Strengthening Constitutional Self-Government

No Left Turns

Bernard-Henry Levy on America

I first encountered Bernard-Henry Levy as the author of Barbarism with a Human Face, a nouvelle philosophe who discovered, flamboyantly albeit belatedly, that Marxism produced immense human suffering. He was once on a panel in Toronto with Allan Bloom, who caught his attention by declaring that there was but a short distance between asserting a "Jewish Question" and devising a "final solution."

Well, never far from the limelight, Mr. Levy (BHL, as everyone calls him apparently), is at it again, this time self-consciously following in Tocqueville’s footsteps to write American Vertigo. The book sounds interesting, at least if these interviews are to be believed. Here are a couple of telling snippets from the WSJ interview (the more substantive of the two):

"In France, with the nation based on roots, on the idea of soil, on a common memory . . . the very existence of America is a mystery and a scandal." This is a particular source of pain, Mr. Lévy says, for "the right." Contrary to what is thought generally, he insists, anti-Americanism "migrated to the left, to the Communist Party, but its origins are on the extreme right." America gives the French right "nightmares," as the country is based on "a social contract. America proves that people can gather at a given moment and decide to form a nation, even if they come from different places." The "ghost that has haunted Europe for two centuries"--and which gives fuel, to this day, to anti-Americanism there--"is America’s coming together as an act of will, of creed. It shows that there is an alternative to organic nations."

These are important insights, and surely gratifying to an American. But is this the whole picture, I ask. Isn’t today’s French gauche--and the European left as embodied by Gerhard Schröder and Spain’s Zapatero, to name but two leading offenders--more than just a passive inheritor of a right-wing anti-Americanism? Why this insistence--and Mr. Lévy does, sometimes, protest too much--on anti-Americanism as a sort of rightist Original Sin? Here, Mr. Lévy is evasive: "It is true of the left," he concedes, nodding his head in accord, but then checks himself: "It is partly true. . . . But you must see that in France you have the Gaullist tradition, which is strongly anti-American."

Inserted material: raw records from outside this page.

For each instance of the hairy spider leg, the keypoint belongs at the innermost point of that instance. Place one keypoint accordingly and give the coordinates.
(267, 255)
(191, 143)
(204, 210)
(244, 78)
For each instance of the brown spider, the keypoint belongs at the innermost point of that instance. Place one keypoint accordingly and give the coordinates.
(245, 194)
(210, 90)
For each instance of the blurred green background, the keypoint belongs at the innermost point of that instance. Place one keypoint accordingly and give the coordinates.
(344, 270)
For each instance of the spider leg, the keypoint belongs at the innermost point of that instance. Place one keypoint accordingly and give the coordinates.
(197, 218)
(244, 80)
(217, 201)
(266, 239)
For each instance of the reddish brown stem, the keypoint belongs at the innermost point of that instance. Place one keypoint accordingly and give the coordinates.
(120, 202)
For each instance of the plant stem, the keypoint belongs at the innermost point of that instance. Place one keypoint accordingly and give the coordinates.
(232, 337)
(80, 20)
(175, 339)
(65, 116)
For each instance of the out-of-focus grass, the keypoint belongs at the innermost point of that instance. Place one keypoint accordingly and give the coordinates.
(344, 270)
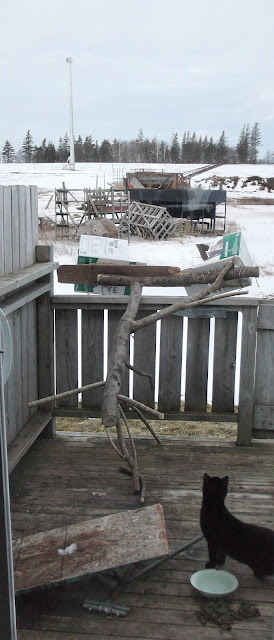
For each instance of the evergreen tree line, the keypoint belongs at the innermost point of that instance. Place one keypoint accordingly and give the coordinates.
(191, 149)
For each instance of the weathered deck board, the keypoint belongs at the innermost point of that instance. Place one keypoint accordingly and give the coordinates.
(75, 478)
(108, 542)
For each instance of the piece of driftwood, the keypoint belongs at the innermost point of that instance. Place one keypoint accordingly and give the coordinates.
(160, 276)
(112, 398)
(79, 273)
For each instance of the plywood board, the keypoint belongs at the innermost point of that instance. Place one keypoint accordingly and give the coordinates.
(104, 543)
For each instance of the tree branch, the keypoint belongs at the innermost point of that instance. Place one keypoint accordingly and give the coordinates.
(117, 358)
(199, 298)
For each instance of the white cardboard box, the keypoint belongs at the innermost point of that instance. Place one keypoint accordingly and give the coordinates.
(95, 249)
(230, 247)
(105, 249)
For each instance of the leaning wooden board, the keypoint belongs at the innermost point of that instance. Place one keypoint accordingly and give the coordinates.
(103, 543)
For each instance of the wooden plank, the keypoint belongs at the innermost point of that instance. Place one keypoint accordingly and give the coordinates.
(2, 244)
(263, 417)
(32, 355)
(7, 231)
(29, 238)
(224, 363)
(247, 368)
(66, 341)
(170, 364)
(104, 543)
(148, 302)
(14, 281)
(27, 436)
(114, 317)
(22, 215)
(7, 621)
(144, 360)
(18, 300)
(34, 217)
(26, 341)
(197, 364)
(266, 316)
(45, 355)
(15, 228)
(92, 355)
(264, 372)
(191, 416)
(16, 379)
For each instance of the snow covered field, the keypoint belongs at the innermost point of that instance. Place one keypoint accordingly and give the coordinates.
(256, 221)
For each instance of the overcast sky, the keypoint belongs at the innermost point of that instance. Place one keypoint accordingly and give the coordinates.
(167, 67)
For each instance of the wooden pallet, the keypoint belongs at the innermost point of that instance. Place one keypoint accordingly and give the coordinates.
(148, 221)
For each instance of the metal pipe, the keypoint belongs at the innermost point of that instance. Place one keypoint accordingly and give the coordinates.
(157, 563)
(71, 157)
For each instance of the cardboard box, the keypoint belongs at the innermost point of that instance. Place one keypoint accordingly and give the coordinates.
(229, 247)
(95, 249)
(104, 249)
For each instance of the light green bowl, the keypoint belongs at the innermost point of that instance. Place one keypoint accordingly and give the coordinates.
(213, 583)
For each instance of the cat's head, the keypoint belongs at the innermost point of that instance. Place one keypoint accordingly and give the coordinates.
(215, 488)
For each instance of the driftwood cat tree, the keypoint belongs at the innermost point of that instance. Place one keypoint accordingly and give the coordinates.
(137, 276)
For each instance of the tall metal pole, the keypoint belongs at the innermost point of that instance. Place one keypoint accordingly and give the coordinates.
(7, 595)
(71, 157)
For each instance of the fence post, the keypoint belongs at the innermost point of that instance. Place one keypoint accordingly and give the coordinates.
(247, 376)
(45, 342)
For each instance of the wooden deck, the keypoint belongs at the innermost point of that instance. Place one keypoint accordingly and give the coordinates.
(75, 478)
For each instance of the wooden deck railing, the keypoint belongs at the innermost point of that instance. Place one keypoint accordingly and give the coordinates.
(84, 330)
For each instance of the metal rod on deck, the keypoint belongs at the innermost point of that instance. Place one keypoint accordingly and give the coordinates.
(157, 563)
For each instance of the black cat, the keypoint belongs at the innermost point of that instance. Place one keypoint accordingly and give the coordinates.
(226, 535)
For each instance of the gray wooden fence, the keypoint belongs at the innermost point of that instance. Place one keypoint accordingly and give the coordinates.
(263, 413)
(18, 227)
(241, 320)
(25, 295)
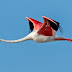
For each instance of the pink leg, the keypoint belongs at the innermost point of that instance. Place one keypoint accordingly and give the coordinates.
(61, 38)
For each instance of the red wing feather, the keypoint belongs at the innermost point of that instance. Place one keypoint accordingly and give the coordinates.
(46, 28)
(37, 25)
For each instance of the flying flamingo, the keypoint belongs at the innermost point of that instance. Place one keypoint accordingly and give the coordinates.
(41, 32)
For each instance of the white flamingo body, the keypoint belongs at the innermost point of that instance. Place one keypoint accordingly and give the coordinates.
(42, 32)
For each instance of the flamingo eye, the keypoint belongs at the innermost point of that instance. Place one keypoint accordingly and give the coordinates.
(31, 26)
(55, 25)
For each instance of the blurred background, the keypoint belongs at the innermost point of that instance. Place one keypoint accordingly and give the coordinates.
(30, 56)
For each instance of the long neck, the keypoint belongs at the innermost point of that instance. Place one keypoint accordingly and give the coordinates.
(16, 41)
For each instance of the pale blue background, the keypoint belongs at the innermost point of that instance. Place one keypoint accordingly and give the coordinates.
(29, 56)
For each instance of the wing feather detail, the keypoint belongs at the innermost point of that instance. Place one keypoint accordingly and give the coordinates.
(34, 24)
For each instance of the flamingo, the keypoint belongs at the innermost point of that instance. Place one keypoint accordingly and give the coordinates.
(41, 32)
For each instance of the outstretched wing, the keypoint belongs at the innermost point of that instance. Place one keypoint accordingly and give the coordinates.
(49, 27)
(34, 24)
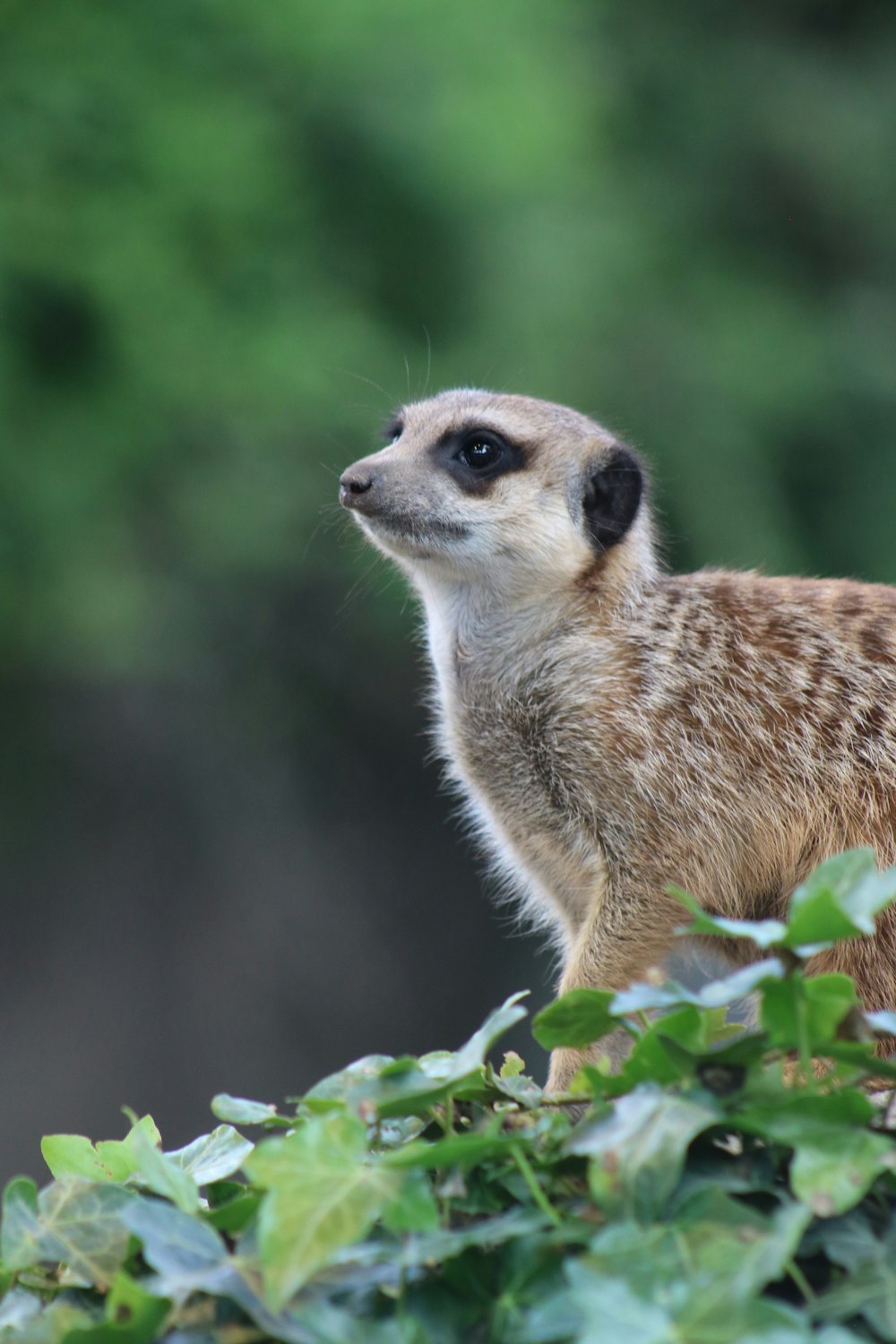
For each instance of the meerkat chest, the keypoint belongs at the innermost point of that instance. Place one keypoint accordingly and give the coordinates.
(508, 746)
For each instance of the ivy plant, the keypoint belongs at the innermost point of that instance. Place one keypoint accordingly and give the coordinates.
(729, 1183)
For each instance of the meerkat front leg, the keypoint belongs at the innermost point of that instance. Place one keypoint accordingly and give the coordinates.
(626, 935)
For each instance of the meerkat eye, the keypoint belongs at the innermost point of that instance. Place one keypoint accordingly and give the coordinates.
(479, 452)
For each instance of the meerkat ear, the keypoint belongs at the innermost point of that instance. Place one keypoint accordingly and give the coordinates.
(613, 492)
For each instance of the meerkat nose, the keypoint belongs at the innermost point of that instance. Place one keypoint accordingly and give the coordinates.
(352, 484)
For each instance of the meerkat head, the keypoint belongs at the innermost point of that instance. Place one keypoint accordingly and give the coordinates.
(503, 491)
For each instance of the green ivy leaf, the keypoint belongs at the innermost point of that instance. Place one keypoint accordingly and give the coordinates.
(212, 1156)
(73, 1220)
(238, 1110)
(637, 1152)
(804, 1012)
(323, 1193)
(413, 1207)
(764, 933)
(159, 1174)
(392, 1088)
(839, 900)
(836, 1158)
(132, 1316)
(576, 1019)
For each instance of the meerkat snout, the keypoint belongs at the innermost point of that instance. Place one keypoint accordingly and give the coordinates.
(352, 486)
(616, 728)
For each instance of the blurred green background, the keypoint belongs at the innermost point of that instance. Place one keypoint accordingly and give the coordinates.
(233, 237)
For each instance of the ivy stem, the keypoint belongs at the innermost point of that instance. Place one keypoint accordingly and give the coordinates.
(535, 1190)
(805, 1053)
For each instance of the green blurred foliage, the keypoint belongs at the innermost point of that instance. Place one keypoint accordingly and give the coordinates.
(220, 220)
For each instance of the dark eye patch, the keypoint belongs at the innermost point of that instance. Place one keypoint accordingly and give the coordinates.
(477, 456)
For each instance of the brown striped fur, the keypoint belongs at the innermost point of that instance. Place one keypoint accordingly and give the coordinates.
(616, 728)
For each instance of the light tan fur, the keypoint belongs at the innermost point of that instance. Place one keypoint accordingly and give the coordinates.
(616, 728)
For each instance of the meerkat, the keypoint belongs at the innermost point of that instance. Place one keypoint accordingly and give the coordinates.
(616, 728)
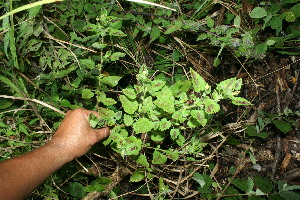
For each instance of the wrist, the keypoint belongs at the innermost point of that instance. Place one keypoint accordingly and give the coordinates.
(61, 151)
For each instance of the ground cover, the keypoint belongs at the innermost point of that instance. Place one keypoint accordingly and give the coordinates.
(203, 102)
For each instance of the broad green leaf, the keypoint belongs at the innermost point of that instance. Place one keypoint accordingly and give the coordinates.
(157, 85)
(199, 83)
(199, 115)
(240, 101)
(143, 125)
(264, 184)
(90, 64)
(111, 80)
(34, 11)
(106, 101)
(209, 21)
(177, 137)
(65, 103)
(164, 124)
(181, 115)
(23, 129)
(5, 103)
(77, 190)
(147, 105)
(128, 120)
(261, 48)
(237, 21)
(180, 87)
(289, 195)
(87, 93)
(130, 106)
(157, 136)
(137, 176)
(155, 33)
(116, 56)
(270, 42)
(159, 158)
(129, 146)
(177, 26)
(115, 32)
(289, 16)
(282, 125)
(204, 181)
(98, 45)
(142, 159)
(165, 100)
(130, 93)
(10, 84)
(202, 36)
(258, 12)
(172, 154)
(211, 106)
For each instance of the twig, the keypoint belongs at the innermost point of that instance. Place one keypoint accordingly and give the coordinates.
(294, 89)
(35, 101)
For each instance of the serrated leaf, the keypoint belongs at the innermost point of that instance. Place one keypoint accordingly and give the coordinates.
(128, 120)
(172, 154)
(202, 36)
(177, 26)
(137, 176)
(116, 32)
(116, 56)
(87, 93)
(143, 125)
(258, 12)
(209, 21)
(211, 106)
(204, 181)
(130, 93)
(130, 106)
(180, 87)
(157, 136)
(130, 146)
(199, 115)
(240, 101)
(282, 125)
(111, 80)
(289, 195)
(142, 159)
(106, 101)
(164, 124)
(155, 33)
(177, 137)
(147, 105)
(165, 100)
(99, 45)
(157, 85)
(261, 48)
(199, 83)
(159, 158)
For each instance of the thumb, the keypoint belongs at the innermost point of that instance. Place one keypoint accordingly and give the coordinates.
(102, 133)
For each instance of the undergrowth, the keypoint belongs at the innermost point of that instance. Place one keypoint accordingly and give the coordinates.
(139, 66)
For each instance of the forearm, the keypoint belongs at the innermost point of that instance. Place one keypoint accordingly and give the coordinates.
(20, 175)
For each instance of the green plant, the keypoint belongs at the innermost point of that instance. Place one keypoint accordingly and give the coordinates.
(159, 110)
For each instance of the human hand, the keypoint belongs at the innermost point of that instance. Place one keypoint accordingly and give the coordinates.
(75, 136)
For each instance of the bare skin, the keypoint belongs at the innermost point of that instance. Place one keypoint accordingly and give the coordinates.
(20, 175)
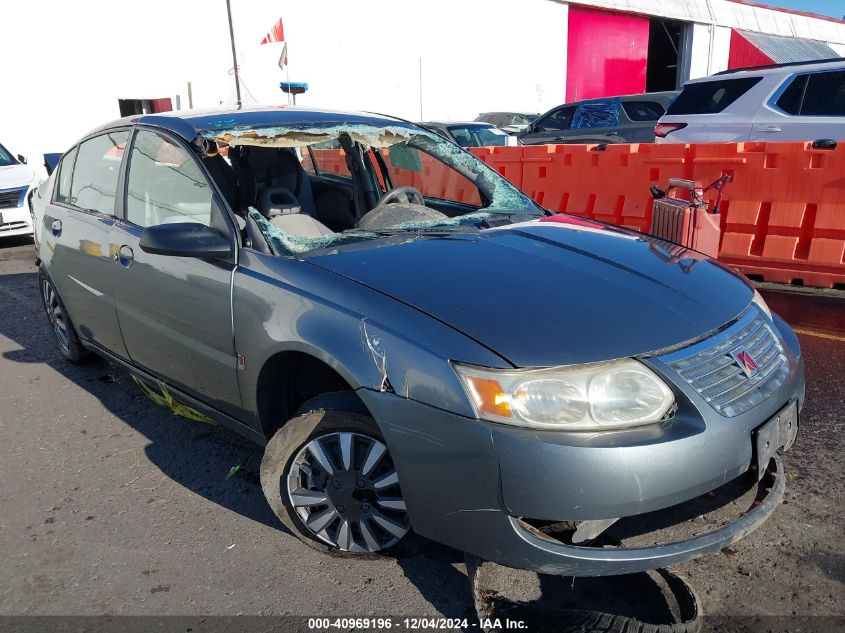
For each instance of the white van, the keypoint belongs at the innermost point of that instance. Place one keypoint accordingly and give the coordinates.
(803, 101)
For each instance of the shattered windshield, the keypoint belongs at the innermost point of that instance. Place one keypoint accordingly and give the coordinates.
(320, 185)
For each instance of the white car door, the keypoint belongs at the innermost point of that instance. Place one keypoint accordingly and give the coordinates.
(807, 107)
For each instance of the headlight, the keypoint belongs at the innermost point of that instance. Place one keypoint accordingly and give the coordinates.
(761, 303)
(595, 397)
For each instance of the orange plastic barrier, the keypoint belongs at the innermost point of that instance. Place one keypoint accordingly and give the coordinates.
(783, 214)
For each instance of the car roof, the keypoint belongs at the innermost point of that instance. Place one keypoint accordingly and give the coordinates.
(453, 123)
(192, 123)
(774, 69)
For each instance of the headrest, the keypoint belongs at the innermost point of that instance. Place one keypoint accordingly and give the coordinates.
(275, 201)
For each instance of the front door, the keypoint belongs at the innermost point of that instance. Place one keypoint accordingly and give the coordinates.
(174, 312)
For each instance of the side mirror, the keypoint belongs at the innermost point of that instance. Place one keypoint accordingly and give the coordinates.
(185, 239)
(51, 161)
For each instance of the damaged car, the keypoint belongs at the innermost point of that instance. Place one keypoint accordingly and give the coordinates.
(417, 344)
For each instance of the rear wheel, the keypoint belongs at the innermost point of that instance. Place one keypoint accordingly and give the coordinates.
(60, 322)
(329, 477)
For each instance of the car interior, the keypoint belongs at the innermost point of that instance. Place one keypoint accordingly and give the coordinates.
(314, 203)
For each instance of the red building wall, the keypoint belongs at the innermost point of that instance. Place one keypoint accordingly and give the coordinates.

Would he say that Jacques Chirac, a Gaullist, is anti-American? "Chirac is pragmatic. When he plays chess, he plays with both black and white. He thinks two things at the same time, constantly. Mitterrand was like that, too." Ideology, suggests Mr. Lévy with more than a hint of lament, has given way to "pragmatism" in French politics, to cynicism. "The reign of ideologies in France was linked to the concept of revolution. As long as some believed in revolution, you had a distribution of ideologies." The moment when "the dream of revolution collapsed" --a dream of which Mr. Lévy once partook--ideology decamped from the battleground of French politics.

***

Mr. Lévy regards his own criticism of America not as anti-Americanism, but as tough love. He is an assiduous believer in America’s "manifest destiny," and expects this country, clearly, to uphold the highest standards--as he sees them. Some of these standards he would prescribe to France, in particular the American approach to citizenship. He contrasts the "model of Dearborn"--the Detroit suburb, home to significant numbers of contented Arab-Americans--with the "model of St. Denis," the Parisian banlieu where discontented Arab immigrants (never referred to as Arab-Frenchman) ran riot late last year. "What is good about America is that in order to be a citizen, you are not asked to resign from your former identity. You cannot tell Varadarajan or Lévy, ’You have to erase from your mind the ancestors you had.’ In France, we erase."

Here’s hoping that Jim Ceaser, author of Reconstructing America, will review it somewhere.

Discussions - 3 Comments

Or, perhaps, Dan Mahoney?

Why not both?

You’re just like me when it comes to a variety of desserts (e.g., at Christmas): I can’t make a this-one rather than that-one decision, so I opt for all. Good idea, Joe. (I’m pretty sure Dan will be reviewing it.)